For libertarians the American Revolution represented a throwing off of the last vestiges of feudal Christian authority in the name of “liberty.” The fanaticism and widespread upheaval in the American colonies during the Revolution is apparently justifiable because it is all done in the name of “liberty”.  Their hypocrisy here is galling given the modern libertarian’s great bugaboo –  I am speaking of course of the American Civil War. Here the supposed Puritan fanaticism of the North went too far, this time it was not reverent enough to the Lockean conventions this country was founded on.  To these libertarians American expansionism  cannot be the result of the ideals of 1776 or 1789 or the result of liberal-capitalism it is rather that fault of Puritan messianism.

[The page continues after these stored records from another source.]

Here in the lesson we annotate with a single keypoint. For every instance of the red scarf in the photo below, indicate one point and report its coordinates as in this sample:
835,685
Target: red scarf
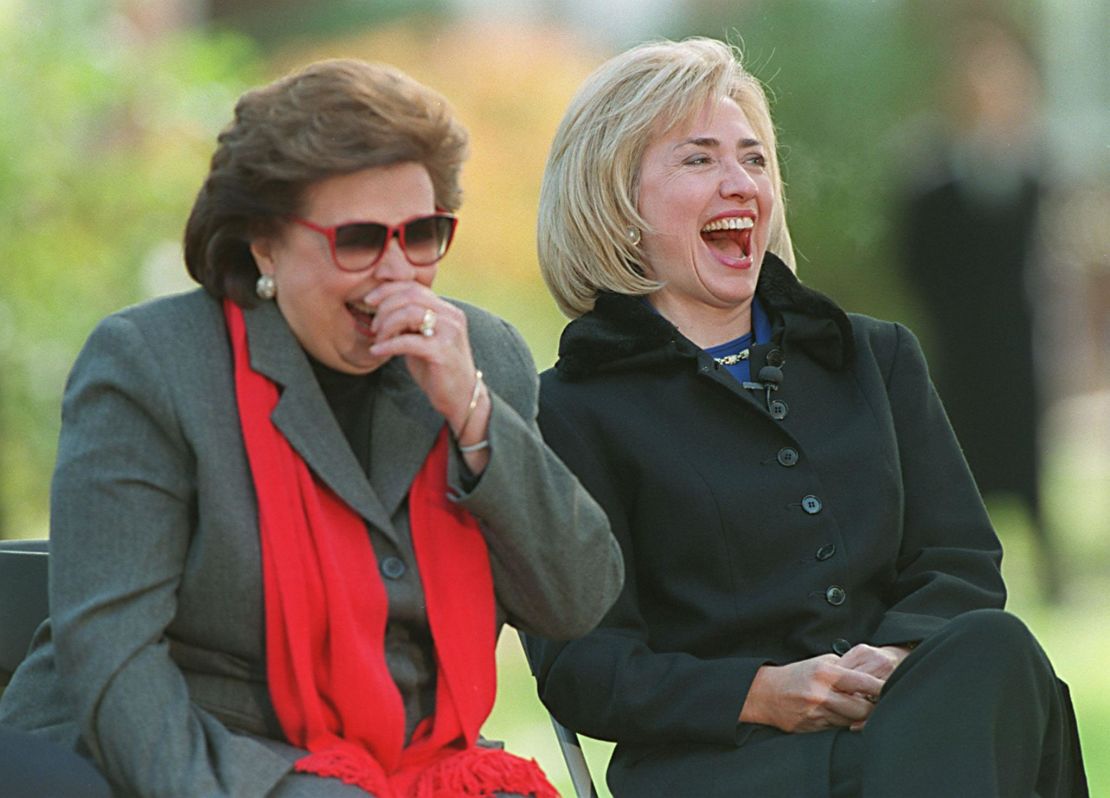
325,615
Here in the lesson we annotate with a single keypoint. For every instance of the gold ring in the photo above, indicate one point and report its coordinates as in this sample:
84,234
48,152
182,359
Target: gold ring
427,324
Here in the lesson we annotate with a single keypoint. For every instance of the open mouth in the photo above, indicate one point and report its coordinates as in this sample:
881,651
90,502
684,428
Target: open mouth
732,235
363,316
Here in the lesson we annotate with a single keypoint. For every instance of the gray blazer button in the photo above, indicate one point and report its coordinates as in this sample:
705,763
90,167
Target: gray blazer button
787,456
393,567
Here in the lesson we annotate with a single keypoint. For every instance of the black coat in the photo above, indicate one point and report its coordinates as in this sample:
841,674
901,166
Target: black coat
750,538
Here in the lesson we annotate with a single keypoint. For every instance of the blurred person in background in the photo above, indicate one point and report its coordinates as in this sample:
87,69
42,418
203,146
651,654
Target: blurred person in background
292,509
813,603
970,221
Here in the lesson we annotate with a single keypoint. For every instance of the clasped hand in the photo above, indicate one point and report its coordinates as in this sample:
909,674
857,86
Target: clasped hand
824,692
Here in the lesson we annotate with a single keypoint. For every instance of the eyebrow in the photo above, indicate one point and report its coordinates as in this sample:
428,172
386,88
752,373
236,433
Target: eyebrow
709,141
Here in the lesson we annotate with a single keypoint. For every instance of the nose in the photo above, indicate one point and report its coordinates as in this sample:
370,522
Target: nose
736,182
393,265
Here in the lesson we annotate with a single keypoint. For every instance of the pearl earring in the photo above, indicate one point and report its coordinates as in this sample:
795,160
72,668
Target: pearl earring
265,288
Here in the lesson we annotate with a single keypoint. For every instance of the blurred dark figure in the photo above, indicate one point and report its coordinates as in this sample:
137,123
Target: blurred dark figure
970,234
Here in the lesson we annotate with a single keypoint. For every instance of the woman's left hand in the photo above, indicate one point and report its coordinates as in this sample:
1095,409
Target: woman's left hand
877,660
440,363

The great irony is that so much of modern liberalism’s revolutionary spirit as first let loose on the world in 1776 and 1789 owes a great deal to the Puritan revolutions of  the 16th century as a model. It should also be noted that these Puritans were not heretics but were Orthodox Calvinists. Indeed there is a great affinity on a sociological level between Protestants and liberalism. If the critique ended there it would be better. But do not criticize the Puritans because they weren’t sufficiently “free.” Any social order (including ones resting on heresy) understand the basic necessity of authority- one can hardly fault the Puritans for that.